Vom Gesetzgeber her hat ein Assistenzhund  in Deutschland leider immer

noch keine  Rechte. Die Gesetzgebung in Österreich und in der Schweiz sind hingegen freundlicher gestaltet.

Der einzige anerkannte Assistenzhund in Deutschland ist zurzeit nur der Blindenführhund. Alle anderen Assistenzhunde befinden sich momentan noch in einer rechtlichen Grauzone. Der Status der Assistenzhunde wurde in den letzten Jahren aber dahingehend gestärkt, das in den Satzungen der Kommunen oft der Assistenzhund, dem Blindenführhund gleichgestellt wurde, vorausgesetzt er wurde von einem Gemeinnützigen Verein ausgebildet und zertifiziert. Gleiches gilt für die Hundesteuerbefreiung.

 

Der Gesetzgeber erlaubt den Zutritt, z.B. in Lebensmittelgeschäfte zwar aber letztendlich gilt das jeweilige Hausrecht. Dies gilt übrigens auch für Blindenführhunde.

 

Wieviel kostet die Assistenzhundeausbildung und wie erfolgt die Finanzierung und der Kauf?

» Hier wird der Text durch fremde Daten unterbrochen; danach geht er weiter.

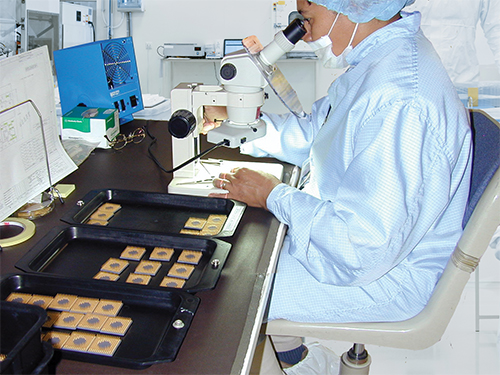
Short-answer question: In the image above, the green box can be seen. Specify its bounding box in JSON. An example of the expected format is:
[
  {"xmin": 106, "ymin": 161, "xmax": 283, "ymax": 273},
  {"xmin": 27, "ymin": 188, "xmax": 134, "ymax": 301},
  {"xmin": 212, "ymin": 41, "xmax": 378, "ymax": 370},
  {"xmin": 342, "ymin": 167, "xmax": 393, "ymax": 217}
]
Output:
[{"xmin": 61, "ymin": 107, "xmax": 120, "ymax": 148}]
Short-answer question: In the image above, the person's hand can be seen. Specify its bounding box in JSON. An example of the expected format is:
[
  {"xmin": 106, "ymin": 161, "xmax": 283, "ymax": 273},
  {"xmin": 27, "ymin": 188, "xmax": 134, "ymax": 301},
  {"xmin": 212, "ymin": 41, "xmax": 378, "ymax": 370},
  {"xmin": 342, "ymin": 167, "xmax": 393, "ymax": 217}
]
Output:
[
  {"xmin": 209, "ymin": 168, "xmax": 281, "ymax": 210},
  {"xmin": 243, "ymin": 35, "xmax": 264, "ymax": 55},
  {"xmin": 201, "ymin": 106, "xmax": 227, "ymax": 134}
]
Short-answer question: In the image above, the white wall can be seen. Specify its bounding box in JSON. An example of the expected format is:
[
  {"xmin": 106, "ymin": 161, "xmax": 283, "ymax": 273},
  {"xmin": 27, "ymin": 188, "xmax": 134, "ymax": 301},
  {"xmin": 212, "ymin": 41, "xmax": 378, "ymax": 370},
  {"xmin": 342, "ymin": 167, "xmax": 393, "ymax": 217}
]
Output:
[{"xmin": 91, "ymin": 0, "xmax": 500, "ymax": 108}]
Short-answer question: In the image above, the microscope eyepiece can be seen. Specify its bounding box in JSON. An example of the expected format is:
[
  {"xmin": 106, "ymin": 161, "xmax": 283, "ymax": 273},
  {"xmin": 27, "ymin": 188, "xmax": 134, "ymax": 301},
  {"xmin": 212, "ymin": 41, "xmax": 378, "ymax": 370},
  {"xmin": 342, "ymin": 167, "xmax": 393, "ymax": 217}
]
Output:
[
  {"xmin": 168, "ymin": 109, "xmax": 196, "ymax": 138},
  {"xmin": 283, "ymin": 18, "xmax": 307, "ymax": 44}
]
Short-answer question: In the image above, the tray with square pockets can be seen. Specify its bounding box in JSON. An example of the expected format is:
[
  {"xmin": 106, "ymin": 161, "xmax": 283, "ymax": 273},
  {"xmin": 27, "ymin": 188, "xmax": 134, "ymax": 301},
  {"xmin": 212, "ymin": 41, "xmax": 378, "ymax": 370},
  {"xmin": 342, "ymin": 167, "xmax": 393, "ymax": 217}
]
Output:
[
  {"xmin": 15, "ymin": 225, "xmax": 231, "ymax": 293},
  {"xmin": 0, "ymin": 274, "xmax": 200, "ymax": 369},
  {"xmin": 61, "ymin": 189, "xmax": 246, "ymax": 237}
]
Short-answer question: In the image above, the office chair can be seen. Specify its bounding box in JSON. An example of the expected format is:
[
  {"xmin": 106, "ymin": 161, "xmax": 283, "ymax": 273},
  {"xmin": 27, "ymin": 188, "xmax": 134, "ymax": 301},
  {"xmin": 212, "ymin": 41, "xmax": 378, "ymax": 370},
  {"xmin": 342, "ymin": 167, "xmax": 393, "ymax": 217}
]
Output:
[{"xmin": 266, "ymin": 110, "xmax": 500, "ymax": 375}]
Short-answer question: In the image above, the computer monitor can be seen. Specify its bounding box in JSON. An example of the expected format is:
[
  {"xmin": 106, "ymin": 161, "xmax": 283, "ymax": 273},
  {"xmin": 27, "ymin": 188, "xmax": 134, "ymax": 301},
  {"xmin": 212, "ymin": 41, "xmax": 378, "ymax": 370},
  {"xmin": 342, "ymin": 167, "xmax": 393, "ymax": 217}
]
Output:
[
  {"xmin": 54, "ymin": 37, "xmax": 144, "ymax": 124},
  {"xmin": 224, "ymin": 39, "xmax": 245, "ymax": 56}
]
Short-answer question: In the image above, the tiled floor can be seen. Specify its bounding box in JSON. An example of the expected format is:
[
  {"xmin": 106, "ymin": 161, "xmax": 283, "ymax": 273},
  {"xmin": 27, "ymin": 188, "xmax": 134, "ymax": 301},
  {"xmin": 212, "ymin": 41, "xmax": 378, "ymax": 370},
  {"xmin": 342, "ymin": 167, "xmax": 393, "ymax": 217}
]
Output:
[{"xmin": 306, "ymin": 249, "xmax": 500, "ymax": 375}]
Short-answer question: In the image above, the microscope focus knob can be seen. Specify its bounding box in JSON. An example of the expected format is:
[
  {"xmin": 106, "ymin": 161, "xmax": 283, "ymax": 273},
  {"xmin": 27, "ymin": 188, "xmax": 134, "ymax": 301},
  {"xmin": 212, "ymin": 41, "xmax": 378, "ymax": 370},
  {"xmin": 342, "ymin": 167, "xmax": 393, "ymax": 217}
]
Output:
[
  {"xmin": 168, "ymin": 109, "xmax": 196, "ymax": 138},
  {"xmin": 220, "ymin": 63, "xmax": 236, "ymax": 81}
]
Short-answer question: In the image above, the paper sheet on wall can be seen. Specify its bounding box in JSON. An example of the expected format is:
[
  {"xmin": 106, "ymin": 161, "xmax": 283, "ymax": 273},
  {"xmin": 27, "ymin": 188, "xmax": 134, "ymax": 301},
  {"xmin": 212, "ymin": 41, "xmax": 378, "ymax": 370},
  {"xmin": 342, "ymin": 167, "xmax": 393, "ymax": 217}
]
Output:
[{"xmin": 0, "ymin": 46, "xmax": 77, "ymax": 220}]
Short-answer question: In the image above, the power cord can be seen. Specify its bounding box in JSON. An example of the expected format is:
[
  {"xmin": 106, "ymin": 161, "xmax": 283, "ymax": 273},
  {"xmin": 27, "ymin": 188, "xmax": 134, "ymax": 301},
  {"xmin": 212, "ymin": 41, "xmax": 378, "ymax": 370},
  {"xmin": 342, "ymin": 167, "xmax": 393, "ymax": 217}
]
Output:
[{"xmin": 145, "ymin": 126, "xmax": 230, "ymax": 173}]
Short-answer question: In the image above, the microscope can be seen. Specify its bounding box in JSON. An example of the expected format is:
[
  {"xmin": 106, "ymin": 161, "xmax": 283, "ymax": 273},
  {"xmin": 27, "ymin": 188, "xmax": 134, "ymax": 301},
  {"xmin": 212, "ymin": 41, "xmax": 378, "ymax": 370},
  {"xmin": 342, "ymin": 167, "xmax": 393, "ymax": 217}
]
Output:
[{"xmin": 168, "ymin": 19, "xmax": 306, "ymax": 196}]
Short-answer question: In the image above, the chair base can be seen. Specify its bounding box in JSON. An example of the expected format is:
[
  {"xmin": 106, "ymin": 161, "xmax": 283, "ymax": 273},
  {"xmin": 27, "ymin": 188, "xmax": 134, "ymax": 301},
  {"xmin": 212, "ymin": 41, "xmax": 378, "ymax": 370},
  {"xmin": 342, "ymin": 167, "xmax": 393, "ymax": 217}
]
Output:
[{"xmin": 339, "ymin": 344, "xmax": 372, "ymax": 375}]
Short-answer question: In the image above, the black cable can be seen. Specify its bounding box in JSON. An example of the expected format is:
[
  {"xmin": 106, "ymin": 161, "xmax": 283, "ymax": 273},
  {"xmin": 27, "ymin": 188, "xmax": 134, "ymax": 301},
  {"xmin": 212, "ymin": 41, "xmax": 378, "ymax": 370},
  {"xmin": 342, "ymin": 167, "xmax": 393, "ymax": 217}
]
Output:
[{"xmin": 145, "ymin": 126, "xmax": 229, "ymax": 173}]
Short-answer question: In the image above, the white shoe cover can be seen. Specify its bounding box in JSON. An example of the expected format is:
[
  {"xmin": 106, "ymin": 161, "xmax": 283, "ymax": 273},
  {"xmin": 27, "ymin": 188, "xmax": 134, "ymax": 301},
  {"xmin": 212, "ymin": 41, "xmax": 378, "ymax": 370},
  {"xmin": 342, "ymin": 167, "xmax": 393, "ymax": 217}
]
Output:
[{"xmin": 283, "ymin": 342, "xmax": 340, "ymax": 375}]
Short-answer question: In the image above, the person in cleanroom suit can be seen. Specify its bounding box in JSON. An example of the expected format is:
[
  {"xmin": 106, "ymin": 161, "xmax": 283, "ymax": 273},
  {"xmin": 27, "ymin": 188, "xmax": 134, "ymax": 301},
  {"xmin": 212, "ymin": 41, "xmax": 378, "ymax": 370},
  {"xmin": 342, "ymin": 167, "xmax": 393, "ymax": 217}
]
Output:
[{"xmin": 205, "ymin": 0, "xmax": 471, "ymax": 374}]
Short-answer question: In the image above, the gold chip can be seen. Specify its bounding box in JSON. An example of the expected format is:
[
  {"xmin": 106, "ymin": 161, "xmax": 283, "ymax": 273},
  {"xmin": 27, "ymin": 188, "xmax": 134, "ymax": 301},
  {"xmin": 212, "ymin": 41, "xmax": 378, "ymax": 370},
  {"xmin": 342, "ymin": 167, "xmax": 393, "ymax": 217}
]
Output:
[
  {"xmin": 62, "ymin": 331, "xmax": 95, "ymax": 352},
  {"xmin": 87, "ymin": 219, "xmax": 108, "ymax": 226},
  {"xmin": 207, "ymin": 214, "xmax": 227, "ymax": 226},
  {"xmin": 101, "ymin": 316, "xmax": 132, "ymax": 336},
  {"xmin": 94, "ymin": 299, "xmax": 123, "ymax": 316},
  {"xmin": 177, "ymin": 250, "xmax": 203, "ymax": 264},
  {"xmin": 135, "ymin": 260, "xmax": 161, "ymax": 276},
  {"xmin": 53, "ymin": 311, "xmax": 85, "ymax": 329},
  {"xmin": 184, "ymin": 217, "xmax": 207, "ymax": 230},
  {"xmin": 7, "ymin": 293, "xmax": 32, "ymax": 303},
  {"xmin": 71, "ymin": 297, "xmax": 99, "ymax": 314},
  {"xmin": 87, "ymin": 335, "xmax": 122, "ymax": 356},
  {"xmin": 160, "ymin": 276, "xmax": 186, "ymax": 289},
  {"xmin": 97, "ymin": 202, "xmax": 122, "ymax": 214},
  {"xmin": 120, "ymin": 246, "xmax": 146, "ymax": 261},
  {"xmin": 43, "ymin": 311, "xmax": 61, "ymax": 328},
  {"xmin": 126, "ymin": 273, "xmax": 151, "ymax": 285},
  {"xmin": 77, "ymin": 314, "xmax": 109, "ymax": 332},
  {"xmin": 101, "ymin": 258, "xmax": 128, "ymax": 275},
  {"xmin": 48, "ymin": 293, "xmax": 78, "ymax": 311},
  {"xmin": 168, "ymin": 263, "xmax": 194, "ymax": 279},
  {"xmin": 149, "ymin": 247, "xmax": 174, "ymax": 262},
  {"xmin": 90, "ymin": 210, "xmax": 113, "ymax": 221},
  {"xmin": 94, "ymin": 271, "xmax": 120, "ymax": 281},
  {"xmin": 42, "ymin": 331, "xmax": 70, "ymax": 349},
  {"xmin": 179, "ymin": 229, "xmax": 200, "ymax": 236},
  {"xmin": 28, "ymin": 294, "xmax": 54, "ymax": 309}
]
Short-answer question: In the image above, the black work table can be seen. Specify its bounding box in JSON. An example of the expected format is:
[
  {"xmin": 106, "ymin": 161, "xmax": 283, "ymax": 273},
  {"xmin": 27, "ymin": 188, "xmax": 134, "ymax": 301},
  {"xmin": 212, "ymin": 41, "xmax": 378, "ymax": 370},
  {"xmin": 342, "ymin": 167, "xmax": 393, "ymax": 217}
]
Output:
[{"xmin": 0, "ymin": 120, "xmax": 293, "ymax": 374}]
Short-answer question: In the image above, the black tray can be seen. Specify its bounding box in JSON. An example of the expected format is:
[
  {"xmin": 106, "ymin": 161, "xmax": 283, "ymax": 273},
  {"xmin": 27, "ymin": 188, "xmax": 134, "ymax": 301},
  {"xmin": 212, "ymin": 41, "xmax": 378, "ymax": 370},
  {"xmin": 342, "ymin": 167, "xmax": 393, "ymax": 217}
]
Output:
[
  {"xmin": 61, "ymin": 189, "xmax": 246, "ymax": 237},
  {"xmin": 0, "ymin": 301, "xmax": 52, "ymax": 374},
  {"xmin": 0, "ymin": 274, "xmax": 200, "ymax": 369},
  {"xmin": 16, "ymin": 225, "xmax": 231, "ymax": 293}
]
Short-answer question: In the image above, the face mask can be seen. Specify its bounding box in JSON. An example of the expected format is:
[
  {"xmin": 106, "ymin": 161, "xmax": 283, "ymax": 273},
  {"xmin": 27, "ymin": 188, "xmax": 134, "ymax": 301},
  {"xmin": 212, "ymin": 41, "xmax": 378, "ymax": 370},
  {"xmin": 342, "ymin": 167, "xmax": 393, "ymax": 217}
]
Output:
[{"xmin": 307, "ymin": 13, "xmax": 359, "ymax": 69}]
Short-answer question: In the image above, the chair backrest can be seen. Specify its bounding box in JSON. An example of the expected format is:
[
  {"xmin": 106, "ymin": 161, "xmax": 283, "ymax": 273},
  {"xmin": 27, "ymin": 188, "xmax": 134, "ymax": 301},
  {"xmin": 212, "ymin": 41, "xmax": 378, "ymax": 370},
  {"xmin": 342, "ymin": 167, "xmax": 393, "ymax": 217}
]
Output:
[
  {"xmin": 462, "ymin": 109, "xmax": 500, "ymax": 228},
  {"xmin": 266, "ymin": 111, "xmax": 500, "ymax": 350}
]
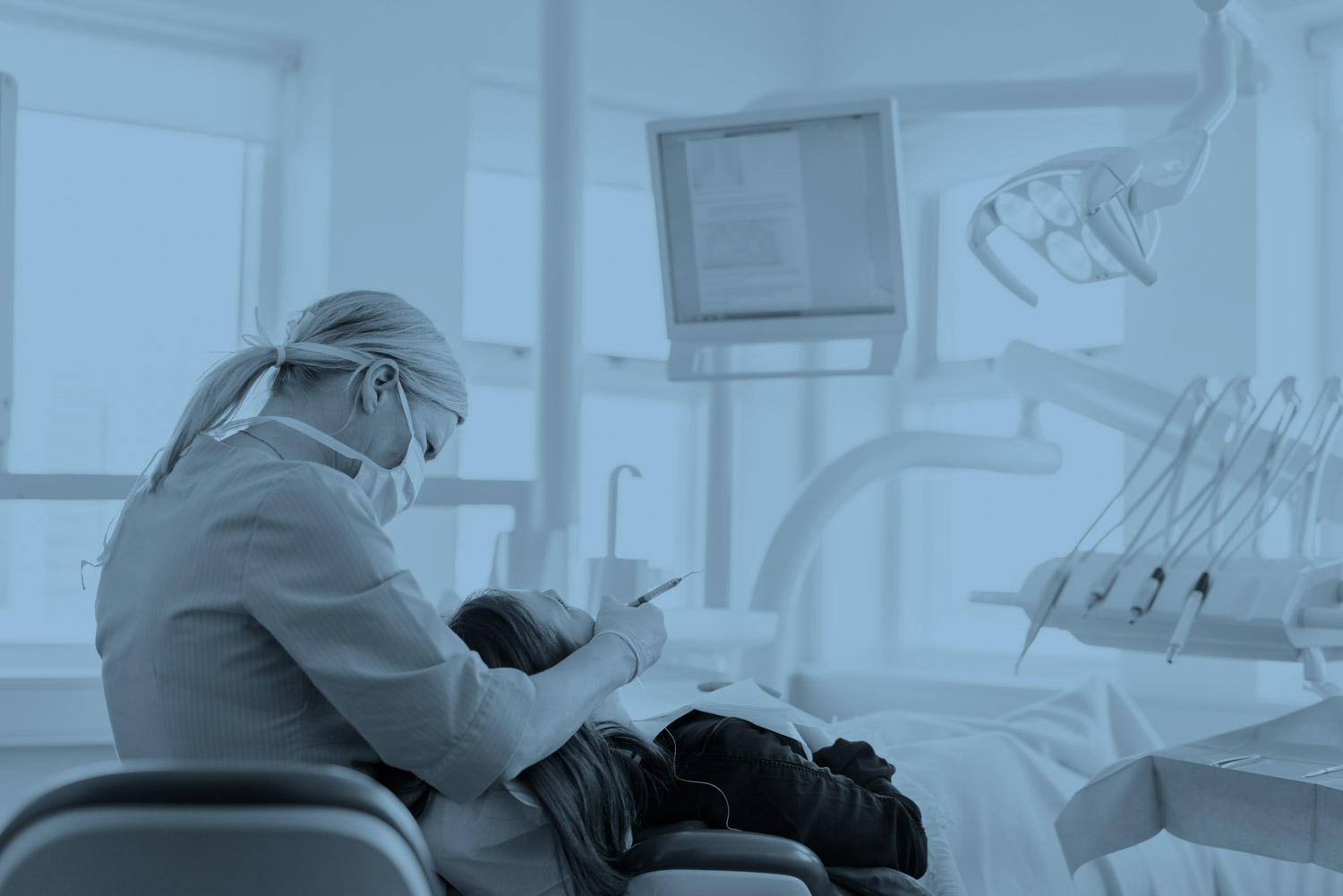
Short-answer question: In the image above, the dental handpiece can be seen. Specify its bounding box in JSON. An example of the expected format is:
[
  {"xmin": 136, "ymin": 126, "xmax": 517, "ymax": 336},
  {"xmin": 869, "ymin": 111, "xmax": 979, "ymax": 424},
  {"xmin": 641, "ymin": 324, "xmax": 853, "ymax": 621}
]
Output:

Weder die Krankenkasse noch andere Institution übernehmen  die Kosten der Assistenzhundeausbildung.  Das heißt, dass die Kosten in Höhe von ca. 25.000,-  vom Bewerber  zu tragen sind.

Das aber muss Ihnen keine Angst machen. Klienten die diese Summe nicht tragen können, werden von uns unterstützt. 20 Jahre Erfahrung beim Sponsoring und Fundraising unterschiedlichster Projekte sprechen für sich. Herzenswünsche erfüllen. Wir helfen Ihnen bei der Finanzierung der Assistenzhunde

Was kann mein Assistenzhund?

  • Das Öffnen von Türen und Schubladen
  • Das Aufheben und Bringen von Gegenständen auf dem Boden
  • Das Heranbringen des klingelnden Telefons
  • Das Herausziehen der Wäsche aus der Waschmaschine
  • Das Ziehen des Wäschekorbes
  • Hilfe beim An- und Ausziehen
  • Das Bedienen von (Licht)Schaltern oder Notrufknöpfen

 

Assistenzhunde-Ausbildung in Deutschland- wie lange dauert sie ?

Die gesamte Ausbildung  geht über knapp 2 Jahre. Bitte lesen Sie hier.

 

Assistenzhunde - Warum kastriert?

Grundsätzlich sind kastrierte Hunde leichter zu führen. Die Läufigkeit bei den Weibchen und das Konkurrenzverhalten unter unkastrierten Rüden könnten sich negativ auf die Arbeit des Assistenzhundes auswirken.

 

Assistenzhunde-Teams - Wo findet die Zusammenschulung  statt?

Die  Zusammenschulung findet grundsätzlich am Wohnort des Assistenzhundehalters mit dem jeweiligen Assistenzhundetrainer statt.

 

Assistenzhund im Alter-Was geschieht mit dem Assistenzhund, wenn er zu alt zum Arbeiten ist?

Assistenzhunde, die aus Altersgründen nicht mehr arbeiten können, gehen wie wir Menschen in Rente. Er bleibt beim Assistenzhundehalter. Arbeitet jedoch nicht mehr als Assistenzhund.